Savills to report 45% slump in deals

The growing malaise in the UK housing market is expected to be underlined this week when Savills, the estate agent that specialises in selling upmarket properties, confirms that transactional volumes are down about 45 per cent on this time last year.

In a separate blow to the industry, Foxtons, which is famous for its fleet of branded minis and its feisty sales tactics, is understood to have called in bankers at NM Rothschild to advise the group on restructuring its debt, a year after it was bought by the private equity firm BC Partners.

Savills, which will report its half-year results on Thursday, has already reported a wide-ranging cost-cutting exercise that will involve reductions in its adverting budget and redundancies. A spokesman for the group declined to say how many people are expected to leave the firm, but said that reports in The Observer newspaper that scores would be cut were "gilding a lily". The group employs 17,000 people worldwide, of whom between 3,500 and 4,000 work in London.

According to reports, the agency's chief executive, Jeremy Helsby, has told staff at the firm's 111 UK offices that he sees house prices falling by 25 per cent by the end of next year. He does, however, believe that house prices in London will return to 2007 levels by 2012.

Savills is known as the "posh estate agent" because of its association with the upper end of the market. The spokesman for the firm, however, said top-end residential property represented just 20 per cent of the company's activity. The 160-year-old company is understood to be benefiting from having an Asian property management business.

Since the onset of the credit crunch, sales of homes worth above £1m are at a practical standstill. As the number of job loses in the City escalates, so those that underpinned the top end of the housing market have been forced to rein in ambitions for ever grander homes.

The group has previously said that house prices have already fallen by 10 per cent in the capital since last year. The spokesman for the group, however, argued that it is the slump in the volume of houses being sold that has led the cost-cutting. The group's share price closed at 240p last Friday, down nearly 50 per cent in the past 12 months. Analysts at the group's own brokers at ABN Amro are predicting that the profits will fall significantly for the whole year and that the dividend will be frozen.

Savills, however, is not the only estate agent to be feeling the heat of the economic downturn. Foxtons, the London-focused group that was bought by financial sponsors BC Partners last year, has called in the investment bank NM Rothschild to review the group that will most likely include a restructuring of the agency's debt.

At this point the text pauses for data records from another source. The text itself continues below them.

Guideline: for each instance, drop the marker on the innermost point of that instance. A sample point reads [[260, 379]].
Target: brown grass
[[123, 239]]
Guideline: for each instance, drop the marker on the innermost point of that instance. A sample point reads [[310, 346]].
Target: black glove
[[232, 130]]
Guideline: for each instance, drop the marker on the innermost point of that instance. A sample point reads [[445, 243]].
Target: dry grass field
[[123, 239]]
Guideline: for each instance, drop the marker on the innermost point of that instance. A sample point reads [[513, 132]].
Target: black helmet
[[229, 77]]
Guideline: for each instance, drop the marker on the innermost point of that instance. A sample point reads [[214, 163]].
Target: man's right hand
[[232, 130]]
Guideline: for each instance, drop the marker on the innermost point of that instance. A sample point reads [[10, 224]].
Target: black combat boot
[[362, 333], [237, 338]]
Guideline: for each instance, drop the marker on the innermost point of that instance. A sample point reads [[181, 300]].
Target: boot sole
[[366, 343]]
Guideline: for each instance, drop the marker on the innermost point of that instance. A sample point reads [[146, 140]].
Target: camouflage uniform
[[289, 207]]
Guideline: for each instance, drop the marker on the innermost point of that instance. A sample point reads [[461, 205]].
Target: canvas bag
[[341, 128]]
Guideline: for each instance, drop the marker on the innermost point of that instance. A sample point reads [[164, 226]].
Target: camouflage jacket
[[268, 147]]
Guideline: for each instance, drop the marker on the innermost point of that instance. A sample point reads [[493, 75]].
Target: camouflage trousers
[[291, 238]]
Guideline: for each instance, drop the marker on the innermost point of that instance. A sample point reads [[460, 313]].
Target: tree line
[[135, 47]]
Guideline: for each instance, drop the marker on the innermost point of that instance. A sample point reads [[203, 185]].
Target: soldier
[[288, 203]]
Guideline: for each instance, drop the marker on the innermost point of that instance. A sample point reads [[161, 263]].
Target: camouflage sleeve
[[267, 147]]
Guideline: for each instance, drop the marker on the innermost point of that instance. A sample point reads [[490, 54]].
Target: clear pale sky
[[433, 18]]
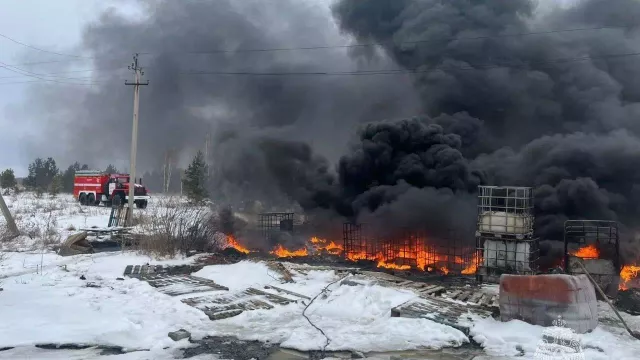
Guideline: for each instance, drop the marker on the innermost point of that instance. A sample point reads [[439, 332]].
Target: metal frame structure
[[497, 256], [456, 259], [272, 223], [508, 209], [410, 248], [405, 248], [603, 234], [357, 246], [605, 237]]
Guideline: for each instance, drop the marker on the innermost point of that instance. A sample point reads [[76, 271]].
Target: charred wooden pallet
[[135, 271], [441, 311], [172, 284], [175, 285], [468, 296], [219, 307], [473, 297]]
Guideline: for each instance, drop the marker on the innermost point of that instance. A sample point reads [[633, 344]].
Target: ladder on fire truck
[[118, 216]]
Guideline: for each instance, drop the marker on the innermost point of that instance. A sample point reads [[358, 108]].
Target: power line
[[33, 75], [324, 47], [37, 48], [515, 66], [54, 74], [222, 51], [96, 82]]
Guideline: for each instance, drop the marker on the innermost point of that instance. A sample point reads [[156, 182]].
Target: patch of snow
[[353, 317], [239, 276], [57, 307], [506, 338]]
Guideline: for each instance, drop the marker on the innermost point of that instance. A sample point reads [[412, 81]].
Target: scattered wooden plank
[[494, 301], [287, 292], [427, 288], [475, 297], [433, 291], [454, 294], [486, 300], [441, 311], [465, 295], [128, 270]]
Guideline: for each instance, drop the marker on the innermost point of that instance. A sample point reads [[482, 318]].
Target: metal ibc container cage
[[505, 242]]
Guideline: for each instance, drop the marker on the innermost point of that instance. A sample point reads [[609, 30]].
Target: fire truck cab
[[91, 187]]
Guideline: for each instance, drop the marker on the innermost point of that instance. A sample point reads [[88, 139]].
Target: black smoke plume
[[506, 96], [556, 111]]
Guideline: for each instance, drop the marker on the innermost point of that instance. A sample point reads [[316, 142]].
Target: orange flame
[[473, 268], [280, 251], [628, 273], [232, 242], [321, 244], [587, 252]]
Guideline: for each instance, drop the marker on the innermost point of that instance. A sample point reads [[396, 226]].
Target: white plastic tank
[[507, 254], [499, 222]]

The company borrowed £390m from Bank of America and Mizuho just before both the capital markets and the housing sector turned last year, leaving the firm facing repayments of £26m a year.

While the group insists that it is not close to breaching any of its banking covenants – conditions measuring turnover in relation to debt laid down by the lenders to ensure that Foxtons does not overstretch itself – it has not replaced 60 staff who left voluntarily in February.

If the group did get into serious trouble, the banks could take ownership of it or ask BC Partners to inject more equity. Both scenarios are unattractive, but if the housing market continues to fall without any sign of improvement, the banks could be forced to act.

It is not just London, however, that is causing the estate agency industry a headache. Last week HBOS said that it was closing 53 offices nationwide that belong to its Halifax chain, with the loss of about 100 jobs. The move comes as part of the bank's "selective asset disposal" programme, which has become necessary after HBOS saw its profits dip by 70 per cent in the first half of the year.

The average price of a home in the UK was £177,351 last month, down from £199,084 in July 2007.